Tatuagens religiosas são a grande fonte de pedidos nas casas do ramo – um negócio que movimenta 350 profissionais só na capital. A segunda maior clientela é a fashionista, turma da qual Marcello se esconde. Tattoo virou moda. E isso o incomoda. Freguesia das boas, garante, é a que entende tatuagem como memória da pele. É um lance mais filosófico, saca. E um mar de boas histórias.

Certa vez, o tatuador atendeu um homem de 86 anos, que lhe pediu para fazer uma rosa. Logo notou que na pele dele havia uma flor inacabada, em cuja origem se escondia uma daquelas sagas românticas da Sessão Coruja. O cliente fora marinheiro quando jovem. Ao descer no Porto de Santos, caiu de amores por uma garçonete de nome Rosa, beldade de aliança no dedo. Restou ao pobre Popeye curtir a fossa na mesa de um tatuador: pediu que lhe cravasse, sem dó, uma rosa no peito. Mas eis que a musa interrompe a sessão e... Viveram juntos 50 anos. Quando Rosa morreu, o velho navegador procurou Marcellão para concluir a imagem interrompida na mocidade. "Ele faleceu dez dias depois. Soube que estava feliz", conta.
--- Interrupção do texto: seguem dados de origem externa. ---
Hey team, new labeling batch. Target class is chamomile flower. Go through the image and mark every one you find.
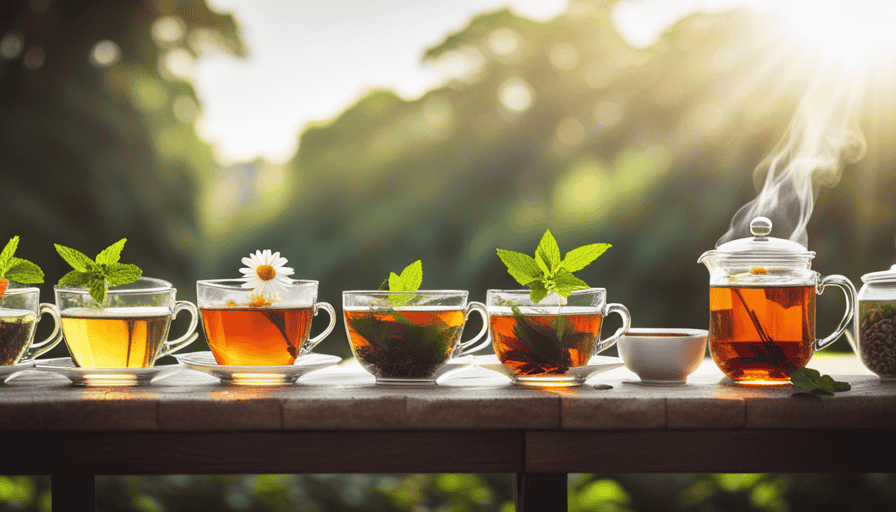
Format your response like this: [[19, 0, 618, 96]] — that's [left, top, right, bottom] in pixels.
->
[[240, 249, 295, 302]]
O mundo do tattoo apresentou Marcello a tipos que habitam os subterrâneos – e até mesmo um sacerdote que cultiva a tatuagem com a cautela de um cristão das catacumbas. "O preconceito ainda é muito forte", declara, com conhecimento de causa: perdeu a conta das barretadas que levou, particularmente ao tentar transitar na área da saúde, sua nova seara.

Há pouco tempo, em companhia da mulher – médica que atua no resgate de vítimas de acidentes –, o tatuador experimentou o lado ER da vida. Só havia sentido fascínio igual ao ver Kirk Douglas na tevê. Foi o que bastou. Aos 40 anos, decidiu dividir as agulhas com a atividade de socorrista do Siate/Samu. Dá para imaginar a cena: os acidentados vão enxergar a seu lado um homem cuja pele está tomada de desenhos que sobem pelas mãos. São como cicatrizes que encontraram a beleza. Essa é a esperança dos que sangram. Tudo a ver.